The use of metakaolin in cement is known. For example, U.S. Pat. No. 4,793,861 describes a cement-based product which is reinforced with glass fibers having good resistance to alkaline environments. The product contains, for each 100 parts by weight of cement, about 10 to 40 parts by weight of metakaolin, the latter exhibiting a reactivity to the modified Chapelle test greater than 500 mg of CaO per gram of metakaolin.
U.S. Pat. No. 4,842,649 describes a blended hydraulic cement composition composed of portland cement, slag, pozzolans including metakaolin, and admixtures including potassium carbonate and water reducing compositions.

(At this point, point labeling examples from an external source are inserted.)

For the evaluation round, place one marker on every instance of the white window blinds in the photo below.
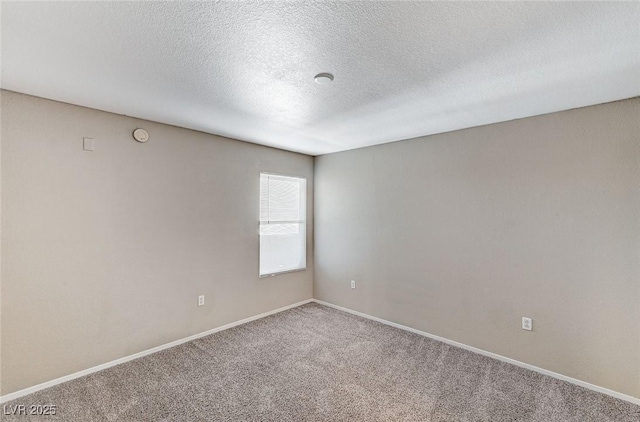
(282, 224)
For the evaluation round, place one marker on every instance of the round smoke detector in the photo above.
(323, 78)
(141, 135)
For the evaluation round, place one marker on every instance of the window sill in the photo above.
(297, 270)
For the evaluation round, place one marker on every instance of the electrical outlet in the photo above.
(87, 144)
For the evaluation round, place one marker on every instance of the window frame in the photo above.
(303, 223)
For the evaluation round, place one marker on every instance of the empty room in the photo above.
(320, 211)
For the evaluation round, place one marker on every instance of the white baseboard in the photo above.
(35, 388)
(561, 377)
(30, 390)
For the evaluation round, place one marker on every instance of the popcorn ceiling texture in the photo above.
(245, 70)
(315, 363)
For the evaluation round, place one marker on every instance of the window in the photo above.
(283, 231)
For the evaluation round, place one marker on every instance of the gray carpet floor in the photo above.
(315, 363)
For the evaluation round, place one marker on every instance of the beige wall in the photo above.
(104, 253)
(461, 234)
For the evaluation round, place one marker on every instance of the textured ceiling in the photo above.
(245, 70)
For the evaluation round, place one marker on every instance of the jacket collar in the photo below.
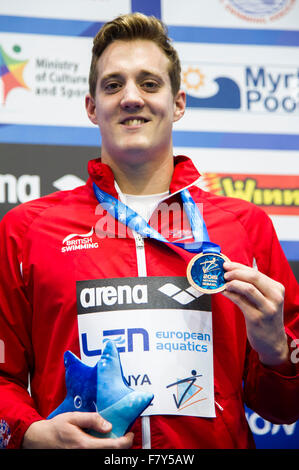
(184, 175)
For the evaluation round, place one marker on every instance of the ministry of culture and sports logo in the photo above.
(11, 72)
(259, 11)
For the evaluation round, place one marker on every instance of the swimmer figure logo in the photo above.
(186, 391)
(209, 265)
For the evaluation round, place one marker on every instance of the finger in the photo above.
(91, 442)
(246, 294)
(268, 287)
(95, 421)
(123, 442)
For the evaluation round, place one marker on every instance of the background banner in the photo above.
(241, 128)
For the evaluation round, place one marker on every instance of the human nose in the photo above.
(131, 98)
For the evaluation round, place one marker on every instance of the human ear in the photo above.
(90, 107)
(179, 105)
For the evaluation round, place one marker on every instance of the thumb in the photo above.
(90, 420)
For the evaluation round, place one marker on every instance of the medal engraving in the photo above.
(205, 272)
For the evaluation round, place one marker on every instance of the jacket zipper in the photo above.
(142, 272)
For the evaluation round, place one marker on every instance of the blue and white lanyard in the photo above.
(134, 221)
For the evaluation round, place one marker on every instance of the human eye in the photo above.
(112, 87)
(150, 85)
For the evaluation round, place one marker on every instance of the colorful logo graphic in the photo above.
(11, 72)
(258, 11)
(276, 194)
(5, 434)
(187, 391)
(210, 92)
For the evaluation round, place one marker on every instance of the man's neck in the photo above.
(149, 178)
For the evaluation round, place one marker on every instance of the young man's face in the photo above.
(134, 105)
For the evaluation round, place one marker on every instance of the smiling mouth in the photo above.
(134, 122)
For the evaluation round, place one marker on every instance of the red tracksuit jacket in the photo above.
(38, 312)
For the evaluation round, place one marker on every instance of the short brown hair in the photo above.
(131, 27)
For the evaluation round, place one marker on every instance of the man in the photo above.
(134, 98)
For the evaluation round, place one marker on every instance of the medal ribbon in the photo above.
(134, 221)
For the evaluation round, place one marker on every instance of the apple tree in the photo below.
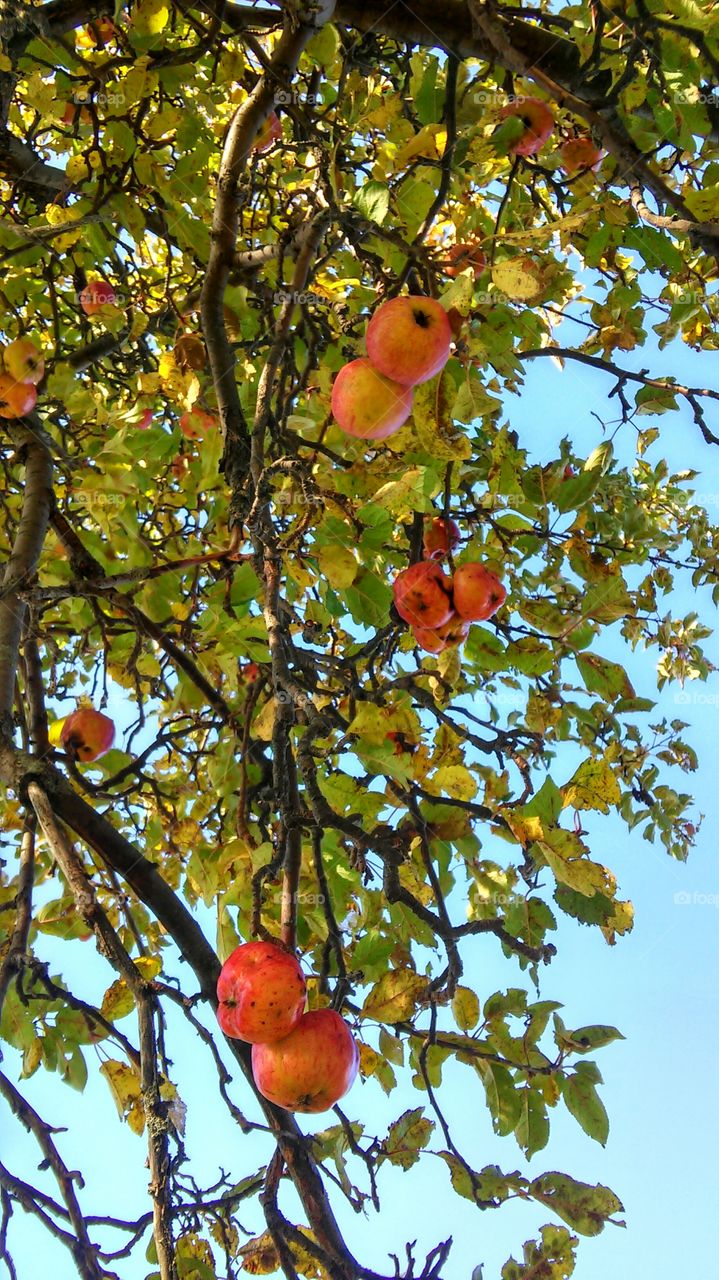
(202, 206)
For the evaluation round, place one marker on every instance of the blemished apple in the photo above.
(87, 734)
(366, 403)
(196, 423)
(537, 120)
(462, 256)
(476, 593)
(577, 154)
(96, 295)
(422, 595)
(310, 1069)
(438, 639)
(261, 993)
(15, 398)
(440, 538)
(23, 361)
(408, 339)
(270, 132)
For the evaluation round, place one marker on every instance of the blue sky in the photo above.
(658, 986)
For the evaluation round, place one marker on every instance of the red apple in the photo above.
(436, 640)
(23, 361)
(422, 595)
(476, 592)
(537, 120)
(270, 132)
(87, 734)
(15, 398)
(96, 295)
(196, 424)
(310, 1069)
(408, 339)
(576, 154)
(261, 993)
(463, 255)
(440, 538)
(369, 405)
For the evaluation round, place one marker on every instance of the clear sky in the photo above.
(658, 986)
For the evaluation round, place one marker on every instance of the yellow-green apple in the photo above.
(23, 361)
(537, 120)
(261, 993)
(269, 133)
(440, 538)
(476, 593)
(15, 398)
(576, 154)
(196, 423)
(96, 295)
(463, 255)
(310, 1069)
(369, 405)
(422, 595)
(87, 734)
(408, 339)
(438, 639)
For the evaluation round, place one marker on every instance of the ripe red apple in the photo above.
(422, 595)
(476, 592)
(463, 255)
(270, 132)
(438, 639)
(408, 339)
(537, 120)
(576, 154)
(310, 1069)
(369, 405)
(15, 398)
(23, 361)
(196, 423)
(96, 295)
(440, 538)
(87, 734)
(261, 993)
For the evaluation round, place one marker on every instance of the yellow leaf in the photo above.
(453, 780)
(150, 17)
(592, 786)
(518, 278)
(394, 997)
(466, 1009)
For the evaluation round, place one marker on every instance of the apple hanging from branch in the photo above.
(310, 1069)
(408, 339)
(261, 992)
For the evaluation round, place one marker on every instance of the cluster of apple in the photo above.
(408, 342)
(301, 1061)
(87, 734)
(440, 608)
(21, 370)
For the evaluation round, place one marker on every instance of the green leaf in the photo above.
(586, 1106)
(585, 1208)
(407, 1137)
(372, 201)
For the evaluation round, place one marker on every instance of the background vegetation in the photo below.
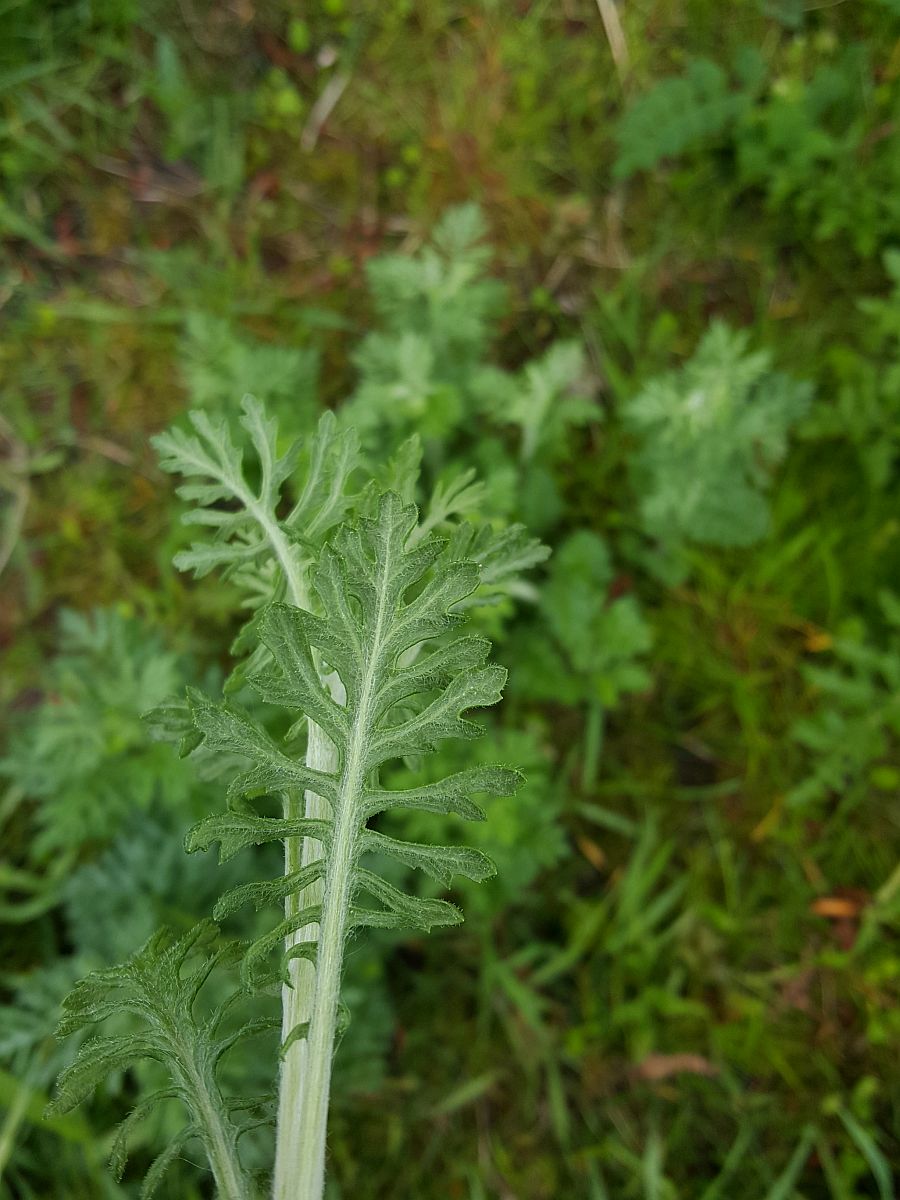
(669, 340)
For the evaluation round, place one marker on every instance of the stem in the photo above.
(300, 1159)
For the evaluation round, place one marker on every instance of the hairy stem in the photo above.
(219, 1137)
(304, 1180)
(297, 1084)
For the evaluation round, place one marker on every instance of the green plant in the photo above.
(589, 645)
(84, 757)
(851, 735)
(364, 651)
(709, 436)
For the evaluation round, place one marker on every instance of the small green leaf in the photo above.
(234, 831)
(442, 863)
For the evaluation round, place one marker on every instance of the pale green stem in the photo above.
(294, 1140)
(305, 1177)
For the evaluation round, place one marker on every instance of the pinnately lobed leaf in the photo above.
(383, 603)
(387, 625)
(369, 654)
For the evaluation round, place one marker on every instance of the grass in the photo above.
(697, 997)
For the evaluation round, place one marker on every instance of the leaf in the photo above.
(711, 436)
(401, 911)
(162, 1162)
(449, 795)
(160, 985)
(249, 539)
(119, 1153)
(442, 863)
(228, 730)
(268, 891)
(235, 831)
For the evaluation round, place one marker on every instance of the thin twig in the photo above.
(323, 108)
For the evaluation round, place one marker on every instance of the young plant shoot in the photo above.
(357, 634)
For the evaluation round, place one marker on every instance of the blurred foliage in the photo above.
(472, 222)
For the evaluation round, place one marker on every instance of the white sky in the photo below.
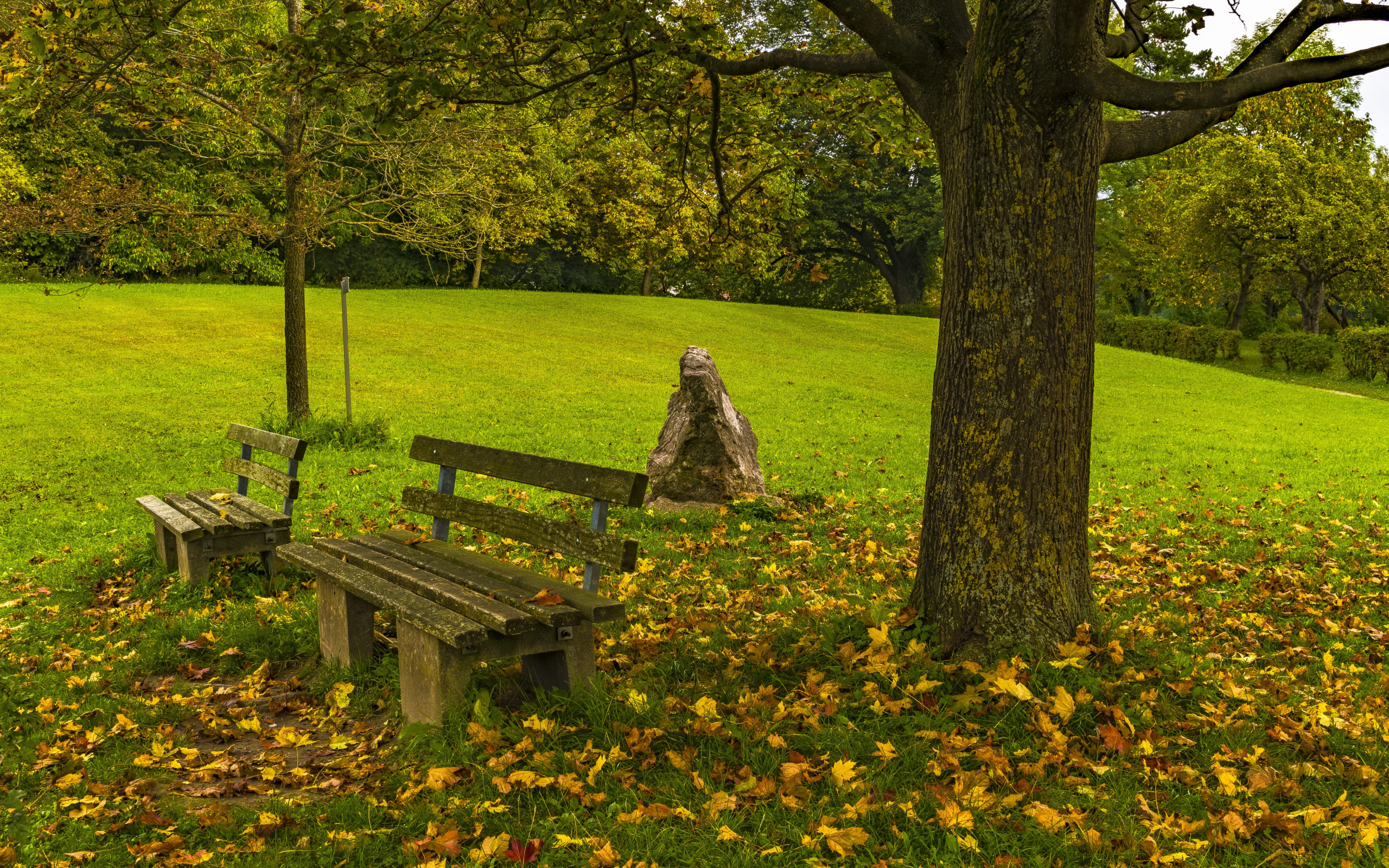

U.S. Pat. No, 4,975,396 describes a process for producing reinforced cementitious compositions in which the following constituents are mixed in the aqueous phase in the following order: about 35-55 parts by weight of water mixed with about 3-12 parts of a polymer, by weight of dry polymer; up to about 5 parts of a water-reducing auxiliary agent and/or a liquefying agent; from about 15-30 parts of metakaolin; from about 50-120 parts of silica sand; and about 100 parts of cement. Continuous mixing is maintained until a homogeneous, thixotropic paste is obtained. Then between 2 and 15% by weight of alkaline-resistant glass fibers, relative to the weight of the paste, is introduced into the paste.
U.S. Pat. No. 4,994,114 describes method for selecting a pozzolan (for example metakaolin) for incorporation into a composite material comprising cement and glass.
U.S. Pat. No. 5,167,710 describes a process for making a cement mixture containing fibers wherein a paste is formed by mixing cement and, per 100 parts by weight of cement, approximately 5 to 20 parts by weight of a first pulverized material of which the grains have an average diameter of between 1/5 and 1/10 of the average diameter of the grains of the cement and approximately 20 to 35 parts by weight of water. The paste is then mixed with reinforcing fibers. The paste may also include a second pulverized material the average grain diameter of which is between 1/5 and 1/10 of the average diameter of the first pulverized material.
U.S. Pat. No. 5,372,640 describes cement-based products reinforced with alkali-resistant glass fibers that become almost insensitive to aging when 30 to 40 parts by weight of a metakaolin composition are added for each 100 parts of cement.
U.S. Pat. No. 5,624,489 describes a conversion-preventing additive for high-alumina cement-based compositions, the additive comprising: siliceous pozzolanic powder, e.g. zeolite, granulated blast-furnace slag, fly ash, silica fume, rice hulls, metakaolin; inorganic salts containing sodium or potassium cations and sulphate, carbonate, nitrate, silicate, phosphate, chloride or bromide anions, and optionally other chemical admixtures, e.g. superplasticizers.
U.S. Pat. No. 5,626,665 describes cementitious systems comprised of gypsum, calcined clay, and clinker.
Pozzolans are finely divided materials which can react with alkali to form cementitious products. The fine particle size of pozzolans, however, can lead to an increase in water demand. In cement-based systems, the addition of extra water can reduce the performance of the system by reducing the strength and increasing the permeability of the resultant cement-based structures. The diminished strength is undesirable for several reasons. Initially, delay in early strength development results in surface cracking due to evaporation. Secondly, jobs take longer because the concrete form must remain in place substantially longer, and finishing is delayed.
The fine particle size of pozzolans can further lead to poor flowability of cement-based systems before setting. Therefore, there is still a need for improved pozzolans having lower water demand to produce a higher compressive strength while maintaining pozzolanic activity in cement-based systems. Since pozzolanic activity is associated with particle size, a material having finer particle size produces a more rapid pozzolanic reaction. As a result, most highly reactive pozzolans are, in produced form, fine powders with low bulk density. However, there is also still a need for pozzolans having improved flowability as a dry powder with a higher bulk density to reduce shipping and storage costs.